Gara-gara Sindir Gaji Guru dan Dosen, JPPI Sampaikan Kritik Menohok untuk Sri Mulyani

Gara-gara Sindir Gaji Guru dan Dosen, JPPI Sampaikan Kritik Menohok untuk Sri Mulyani


Jaringan Pemantau Pendidikan Indonesia (JPPI) menyampaikan sindiran menohok untuk Menteri Keuangan (Menkeu) Sri Mulyani yang mengeluhan gaji guru dan dosen yang terus-terusan kurang.

Dalam acara Konvensi Sains, Teknologi, dan Industri Indonesia 2025 yang berlangsung di Institut Teknologi Bandung (ITB), Bandung, Jawa Barat (Jabar), Kamis (7/8/2025), Sri Mulyani mempertanyakan masalah rendahnya gaji guru dan dosen yang harus ditanggung negara, atau partisipasi masyarakat.
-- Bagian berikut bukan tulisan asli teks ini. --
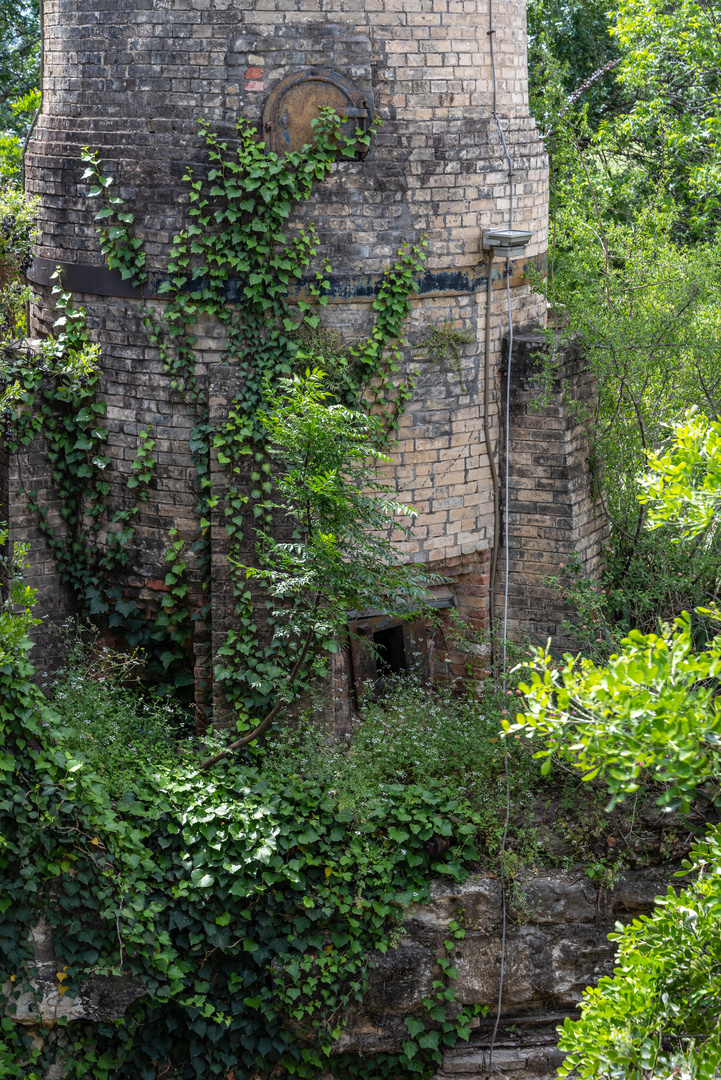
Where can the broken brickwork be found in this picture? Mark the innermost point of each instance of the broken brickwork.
(132, 82)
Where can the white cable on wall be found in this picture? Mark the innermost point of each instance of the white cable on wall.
(491, 31)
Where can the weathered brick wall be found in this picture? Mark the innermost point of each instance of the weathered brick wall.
(132, 81)
(553, 511)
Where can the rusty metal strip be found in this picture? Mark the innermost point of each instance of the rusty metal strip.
(344, 288)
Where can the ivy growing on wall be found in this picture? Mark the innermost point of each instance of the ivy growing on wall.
(244, 915)
(237, 262)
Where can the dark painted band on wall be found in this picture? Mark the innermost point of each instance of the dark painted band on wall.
(100, 281)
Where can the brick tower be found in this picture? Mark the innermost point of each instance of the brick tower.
(132, 79)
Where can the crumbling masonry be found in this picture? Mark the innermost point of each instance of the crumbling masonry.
(132, 79)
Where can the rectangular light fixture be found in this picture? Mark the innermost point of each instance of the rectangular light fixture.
(506, 243)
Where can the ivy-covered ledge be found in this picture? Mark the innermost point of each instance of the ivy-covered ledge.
(556, 946)
(46, 1002)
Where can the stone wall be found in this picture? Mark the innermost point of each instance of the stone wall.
(556, 946)
(132, 81)
(554, 514)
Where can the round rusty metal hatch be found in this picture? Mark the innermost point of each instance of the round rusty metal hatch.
(298, 99)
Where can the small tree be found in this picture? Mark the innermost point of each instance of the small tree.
(340, 555)
(653, 711)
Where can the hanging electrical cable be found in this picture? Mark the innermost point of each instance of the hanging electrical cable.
(491, 31)
(41, 13)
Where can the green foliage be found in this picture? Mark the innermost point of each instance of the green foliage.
(670, 68)
(16, 599)
(418, 738)
(19, 63)
(657, 1016)
(249, 910)
(443, 345)
(569, 41)
(339, 556)
(17, 234)
(683, 482)
(235, 262)
(125, 734)
(651, 711)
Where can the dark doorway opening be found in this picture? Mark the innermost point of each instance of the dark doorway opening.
(391, 656)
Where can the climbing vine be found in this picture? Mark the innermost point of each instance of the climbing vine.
(237, 262)
(246, 914)
(243, 917)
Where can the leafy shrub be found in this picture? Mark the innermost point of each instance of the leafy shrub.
(17, 234)
(124, 734)
(416, 737)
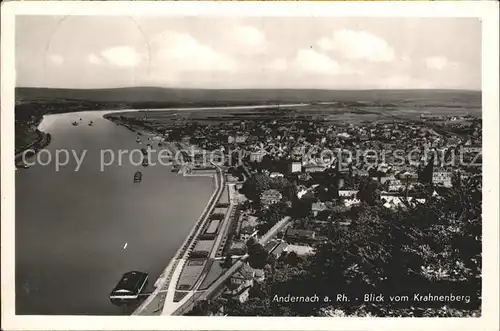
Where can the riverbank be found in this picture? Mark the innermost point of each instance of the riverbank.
(153, 304)
(42, 140)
Koordinator Nasional JPPI, Ubaid Matraji menegaskan, Sri Mulyani seharusnya tidak menggiring opini dengan narasi yang seolah-olah keuangan negara tidak mampu mengakomodasi kebutuhan dasar pendidikan, terutama gaji guru dan dosen yang harus diakui masih rendah.

“Ibu Menkeu Sri Mulyani, janganlah menebar kebohongan. Seakan-akan APBN tak cukup untuk menggaji guru dan dosen ya. Untuk makan-makan gratis (MBG) saja hampir separuhnya (Anggaran Pendidikan), tepatnya 44,2 persen. Itu yang di anggaran sebelumnya, enggak pernah ada,” kata Ubaid kepada Inilah.com, Jakarta. Rabu (20/8/2025).

Ubaid menilai, alokasi APBN 2026 seharusnya berlandaskan kepada regulasi pendidikan yang sudah ada, seperti Undang-Undang Guru dan Dosen serta Undang-Undang Sistem Pendidikan Nasional (Sisdiknas).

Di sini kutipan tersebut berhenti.